Summary:
Olavi K. Fält, Global war: The Baltic Sea region as a cultural meeting place during the Russo–Japanese War (1904–1905)
Today the phenomenon traditionally called war has taken on increasingly
diverse faces. It may involve quite complex cultural encounters with
many kinds of interests. It is not necessarily bound to any specific
geographic region, either, but may take place at an entirely global
level. In this article I examine what kind of global role the Baltic
Sea region had as a cultural meeting place connected to the
Russo–Japanese War. I first answer the question of how and why
Japan as the aggressor in the war became interested in the Baltic Sea
region. Then I examine the Finns’ response to this interest and
the concomitant encounter between the Finns and the Japanese and its
global dimensions.
The theoretical
starting point for this study is Robert P. Clark’s interpretation
of world history as the history of globalisation. According to the
theory of thermodynamics, globalisation – i.e. increasing
interdependence – has advanced because cultures, in order to
develop, have needed more and more new external resources to
counterbalance the continuous threat of entropy. These resources have
been obtained particularly through various networks. As networked
phenomena, cultural encounters provide good opportunities to obtain
these resources. Applied to this study, the theoretical starting point
means that Japan was searching for additional resources from the Baltic
Sea region to support its warfare. The Finns, on the other hand, with
Japan’s help, were looking for new resources with which to resist
the policy of Russification, which threatened Finland’s autonomy.
In addition to mutual cooperation, both sought to benefit, through
these cultural encounters, from global networks that supported their
own objectives.
In
Japan’s war against Russia the Baltic Sea region formed a western
front that was used to weaken Russia’s military capacity at the
main front in the east. In the final phase the goal was to cause a
revolution in Russia, exploiting networks of Russian opposition groups
and the empire’s numerous minority nationalities. The activities
in the Baltic Sea region were geographically and culturally connected
to not only East Asia, but also continental Europe, Great Britain and
through the Finns’ bid for independence, even the United States.
This was a very global field of cultural encounters indicating
interdependence that was centred in the Baltic Sea region, where each
participant seeking additional resources was strictly focused on
ensuring their own interests. A good example was Finns’

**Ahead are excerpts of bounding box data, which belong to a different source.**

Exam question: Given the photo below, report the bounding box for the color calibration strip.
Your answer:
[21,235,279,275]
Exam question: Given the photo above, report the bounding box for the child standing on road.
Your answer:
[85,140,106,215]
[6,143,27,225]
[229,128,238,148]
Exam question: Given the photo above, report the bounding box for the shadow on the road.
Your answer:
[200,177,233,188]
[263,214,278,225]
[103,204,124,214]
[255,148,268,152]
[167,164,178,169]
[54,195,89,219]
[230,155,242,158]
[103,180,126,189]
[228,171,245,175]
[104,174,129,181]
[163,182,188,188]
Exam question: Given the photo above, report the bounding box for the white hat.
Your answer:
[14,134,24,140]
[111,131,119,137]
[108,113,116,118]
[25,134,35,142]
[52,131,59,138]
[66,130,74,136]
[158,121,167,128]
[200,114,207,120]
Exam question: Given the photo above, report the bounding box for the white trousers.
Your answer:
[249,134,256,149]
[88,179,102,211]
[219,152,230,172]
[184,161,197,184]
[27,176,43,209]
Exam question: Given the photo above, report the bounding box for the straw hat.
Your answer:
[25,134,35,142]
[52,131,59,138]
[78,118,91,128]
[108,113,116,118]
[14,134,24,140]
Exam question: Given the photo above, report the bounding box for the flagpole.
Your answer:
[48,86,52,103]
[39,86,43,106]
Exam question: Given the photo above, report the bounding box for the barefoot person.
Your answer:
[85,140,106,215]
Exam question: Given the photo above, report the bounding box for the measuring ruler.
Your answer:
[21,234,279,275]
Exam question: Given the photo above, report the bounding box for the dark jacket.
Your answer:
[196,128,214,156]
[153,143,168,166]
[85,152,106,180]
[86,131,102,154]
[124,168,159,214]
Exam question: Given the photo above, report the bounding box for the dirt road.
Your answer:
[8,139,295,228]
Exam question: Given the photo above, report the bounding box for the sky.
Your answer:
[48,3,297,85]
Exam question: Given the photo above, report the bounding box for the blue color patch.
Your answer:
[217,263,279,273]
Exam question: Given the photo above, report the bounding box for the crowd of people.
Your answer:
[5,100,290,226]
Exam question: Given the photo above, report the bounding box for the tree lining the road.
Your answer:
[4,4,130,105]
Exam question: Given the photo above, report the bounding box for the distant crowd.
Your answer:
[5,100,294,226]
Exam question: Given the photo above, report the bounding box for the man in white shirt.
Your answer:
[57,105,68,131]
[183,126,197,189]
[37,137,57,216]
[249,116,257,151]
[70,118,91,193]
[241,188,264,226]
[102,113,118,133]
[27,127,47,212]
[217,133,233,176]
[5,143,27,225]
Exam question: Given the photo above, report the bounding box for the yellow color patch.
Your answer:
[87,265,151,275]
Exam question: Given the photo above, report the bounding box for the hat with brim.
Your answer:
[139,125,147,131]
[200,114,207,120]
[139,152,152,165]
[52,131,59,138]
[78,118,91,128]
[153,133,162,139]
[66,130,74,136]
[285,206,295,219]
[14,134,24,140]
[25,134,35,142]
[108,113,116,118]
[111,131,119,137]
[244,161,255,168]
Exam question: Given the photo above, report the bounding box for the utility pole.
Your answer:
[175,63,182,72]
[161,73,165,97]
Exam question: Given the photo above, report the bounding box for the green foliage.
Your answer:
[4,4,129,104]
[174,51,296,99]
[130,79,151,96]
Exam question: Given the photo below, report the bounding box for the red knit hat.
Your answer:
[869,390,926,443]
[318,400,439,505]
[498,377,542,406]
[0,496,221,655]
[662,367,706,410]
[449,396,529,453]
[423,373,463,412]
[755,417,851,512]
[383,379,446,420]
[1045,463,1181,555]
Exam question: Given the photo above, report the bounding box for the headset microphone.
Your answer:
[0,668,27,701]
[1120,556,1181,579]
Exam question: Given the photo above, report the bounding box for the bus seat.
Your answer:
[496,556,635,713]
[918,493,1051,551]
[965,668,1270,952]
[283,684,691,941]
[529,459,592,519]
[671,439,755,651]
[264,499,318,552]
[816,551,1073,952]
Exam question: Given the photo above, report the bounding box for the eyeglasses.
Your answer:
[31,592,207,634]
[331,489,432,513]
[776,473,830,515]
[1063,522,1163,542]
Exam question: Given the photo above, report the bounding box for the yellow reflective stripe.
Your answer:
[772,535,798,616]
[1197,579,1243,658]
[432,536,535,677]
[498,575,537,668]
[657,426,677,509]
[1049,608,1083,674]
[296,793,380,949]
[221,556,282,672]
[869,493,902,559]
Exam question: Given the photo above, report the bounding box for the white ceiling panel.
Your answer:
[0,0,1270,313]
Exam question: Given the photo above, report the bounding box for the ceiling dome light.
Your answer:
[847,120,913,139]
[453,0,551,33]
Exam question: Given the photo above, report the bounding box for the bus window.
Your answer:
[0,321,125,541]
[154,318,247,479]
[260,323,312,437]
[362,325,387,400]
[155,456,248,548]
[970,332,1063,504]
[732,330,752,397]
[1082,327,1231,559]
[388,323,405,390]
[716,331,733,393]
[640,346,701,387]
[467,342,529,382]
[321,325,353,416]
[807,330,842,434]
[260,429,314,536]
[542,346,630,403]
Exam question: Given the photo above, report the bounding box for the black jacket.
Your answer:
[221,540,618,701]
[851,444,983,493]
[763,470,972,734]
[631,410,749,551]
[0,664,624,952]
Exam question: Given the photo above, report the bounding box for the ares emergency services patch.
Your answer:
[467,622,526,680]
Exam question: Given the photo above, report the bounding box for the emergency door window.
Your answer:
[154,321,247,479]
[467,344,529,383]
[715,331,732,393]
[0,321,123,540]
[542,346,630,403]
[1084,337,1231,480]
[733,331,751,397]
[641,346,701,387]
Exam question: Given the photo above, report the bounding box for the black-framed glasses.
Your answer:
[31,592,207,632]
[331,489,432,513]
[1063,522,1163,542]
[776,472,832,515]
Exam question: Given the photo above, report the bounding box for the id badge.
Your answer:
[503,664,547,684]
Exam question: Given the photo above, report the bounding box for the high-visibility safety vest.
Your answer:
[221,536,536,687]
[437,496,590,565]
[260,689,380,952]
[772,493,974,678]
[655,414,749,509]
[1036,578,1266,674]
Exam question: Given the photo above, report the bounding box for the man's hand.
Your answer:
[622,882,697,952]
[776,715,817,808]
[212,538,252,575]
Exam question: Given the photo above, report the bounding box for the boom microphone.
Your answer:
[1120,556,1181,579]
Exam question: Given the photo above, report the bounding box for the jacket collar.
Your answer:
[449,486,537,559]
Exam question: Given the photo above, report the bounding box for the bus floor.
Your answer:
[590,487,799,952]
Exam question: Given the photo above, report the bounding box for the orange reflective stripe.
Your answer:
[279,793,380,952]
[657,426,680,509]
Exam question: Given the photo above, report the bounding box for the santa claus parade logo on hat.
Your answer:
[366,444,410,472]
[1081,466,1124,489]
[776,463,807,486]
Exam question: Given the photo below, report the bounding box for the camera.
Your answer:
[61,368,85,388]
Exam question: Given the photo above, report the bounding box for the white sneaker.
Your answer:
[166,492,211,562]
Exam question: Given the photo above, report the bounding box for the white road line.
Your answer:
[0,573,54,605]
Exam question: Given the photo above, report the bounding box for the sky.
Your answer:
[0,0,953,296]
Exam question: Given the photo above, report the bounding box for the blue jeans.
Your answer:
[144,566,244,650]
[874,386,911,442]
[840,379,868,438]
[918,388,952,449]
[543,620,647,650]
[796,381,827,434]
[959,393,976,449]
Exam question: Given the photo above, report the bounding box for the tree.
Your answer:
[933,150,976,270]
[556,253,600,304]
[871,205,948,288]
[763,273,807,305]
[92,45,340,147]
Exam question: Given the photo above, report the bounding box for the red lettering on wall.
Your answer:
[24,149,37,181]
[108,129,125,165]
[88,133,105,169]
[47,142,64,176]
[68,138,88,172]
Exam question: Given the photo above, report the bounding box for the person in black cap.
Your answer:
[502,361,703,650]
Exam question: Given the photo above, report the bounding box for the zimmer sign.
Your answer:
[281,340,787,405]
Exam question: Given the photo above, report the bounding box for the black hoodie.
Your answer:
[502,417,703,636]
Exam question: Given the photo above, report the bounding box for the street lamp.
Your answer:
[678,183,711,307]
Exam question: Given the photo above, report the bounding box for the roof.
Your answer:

negotiations in 1904 and 1905 regarding Finland’s possible
independence as a result of the war.
In connection
with these cultural encounters, many local and global developments and
objectives emerged and were also initiated. Some of them, such as
Finland’s and Poland’s independence, were realised later as
a result of the First World War, while others, like Russia’s
partial break-up into independent states, took place after the end of
the Cold War in the early 1990s. The Finns’ role in these events
was quite visible. They open-mindedly sought support for the
realisation of their own objectives from both the Far East and the
West, using as tools Russia’s opposition groups that represented
various nationalities. One can ask whether much has actually changed
from the Finns’ point of view even today. In many issues we still
place ourselves in the same situation as the eastern European nations
and we receive support for our position from western Europe and the
United States, not to forget our old friend Japan. When Finland’s
and Japan’s diplomatic interaction began, the cooperation during
the Russo-Japanese War was still fresh in memory in Japan, and it
should also be remembered that in Finland’s and Sweden’s
dispute over the Åland Islands in the League of Nations, Japan at
least indirectly supported Finland’s objectives.